- By Anna Wessels
Excerpts from 'Voice Suspended" will be shown, and students will speak about the impact it has had on them and on the larger discussion of racism in the schools. In addition, CCTA Project members will share about their social justice work and its transformative nature. All 12 Project Partners* will have displays in the adjacent Parlor Room.
"The purpose of this work is to give a forum to those who are often not heard," Henderson writes. "The performances are of them and from them--their words, their experiences. The basic rule of the projects I create is that if the incident didn't happen it doesn't make it to the stage. This kind of theatre, music, and dance performance is low budget and can happen anywhere. It can be done in a theatre, gym, classroom, town square, prison, common area, or outside in a field. I have worked with elementary school children in under-funded schools, with gang members in New York City, with incarcerated youth in Auburn, NY, and women's groups in Cameroon.

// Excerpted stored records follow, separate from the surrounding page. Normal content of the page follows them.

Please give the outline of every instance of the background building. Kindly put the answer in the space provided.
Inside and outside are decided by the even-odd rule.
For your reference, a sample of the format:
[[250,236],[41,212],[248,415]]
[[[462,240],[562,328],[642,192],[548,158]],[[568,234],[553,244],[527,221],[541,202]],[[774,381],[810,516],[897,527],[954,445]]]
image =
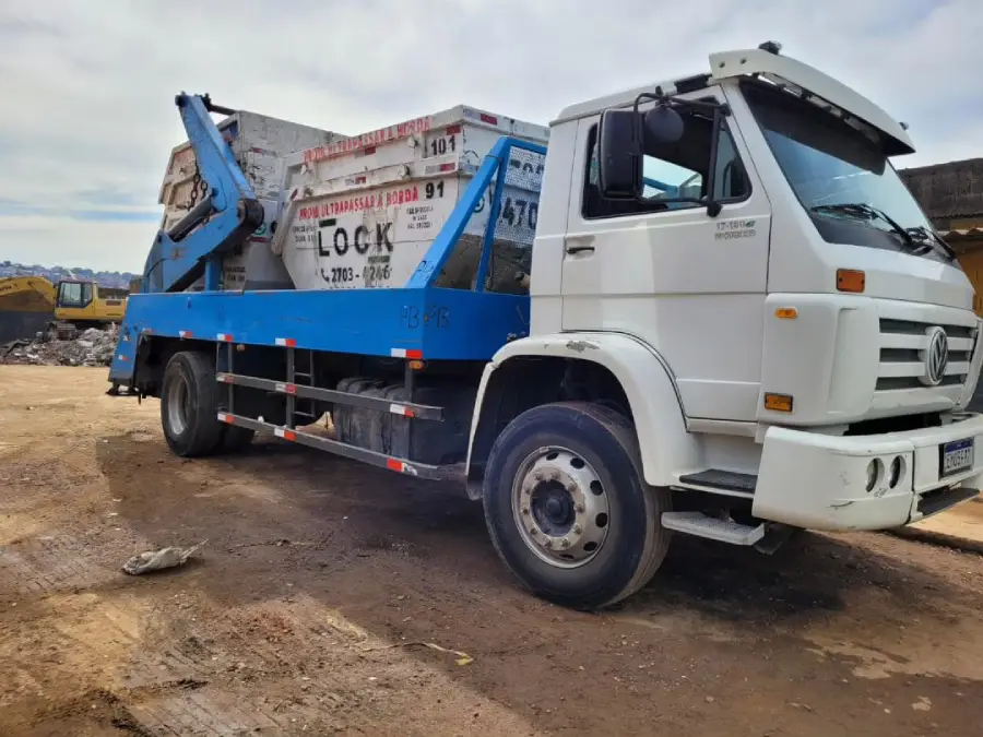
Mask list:
[[973,283],[973,309],[983,316],[983,158],[902,169],[898,174],[959,254]]

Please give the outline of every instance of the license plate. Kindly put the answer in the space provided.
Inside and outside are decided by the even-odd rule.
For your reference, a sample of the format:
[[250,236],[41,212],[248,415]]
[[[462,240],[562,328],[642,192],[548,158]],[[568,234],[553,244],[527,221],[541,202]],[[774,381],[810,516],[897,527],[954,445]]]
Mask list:
[[941,447],[941,475],[951,476],[973,467],[973,439],[954,440]]

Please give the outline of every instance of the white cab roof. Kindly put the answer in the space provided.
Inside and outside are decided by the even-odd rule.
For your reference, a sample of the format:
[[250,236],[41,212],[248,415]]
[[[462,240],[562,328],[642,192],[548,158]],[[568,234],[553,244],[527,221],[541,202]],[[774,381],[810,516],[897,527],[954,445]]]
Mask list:
[[[706,74],[707,72],[702,73]],[[867,124],[878,129],[885,135],[890,136],[899,144],[897,147],[900,150],[907,150],[908,152],[914,151],[914,145],[911,142],[911,138],[908,135],[908,131],[881,108],[863,95],[854,92],[842,82],[824,74],[808,64],[792,59],[791,57],[772,54],[771,51],[762,49],[721,51],[719,54],[710,55],[709,73],[711,80],[716,82],[759,74],[772,82],[791,84],[801,90],[808,91],[814,96],[821,97],[826,102],[831,103],[836,107],[852,114]],[[696,76],[699,75],[694,75],[694,78]],[[641,87],[605,95],[604,97],[597,97],[596,99],[588,100],[585,103],[571,105],[564,108],[552,124],[597,115],[602,110],[612,107],[628,107],[629,105],[635,104],[635,99],[639,94],[643,92],[653,92],[655,87],[661,86],[665,94],[674,94],[676,92],[677,81],[679,80],[656,82]]]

"Topics have included AIDS education and women's empowerment in Central Africa; poverty, violence, and powerlessness in New York City; and racism in upstate New York. I use this form of performance to get people to think, to hear what too often remains silent, and hopefully to encourage them to find ways to create necessary change within their society. As a venue for transformative thought and action, Performing Arts for Social Change is a useful and potentially powerful initiative for the Center for Transformative Action."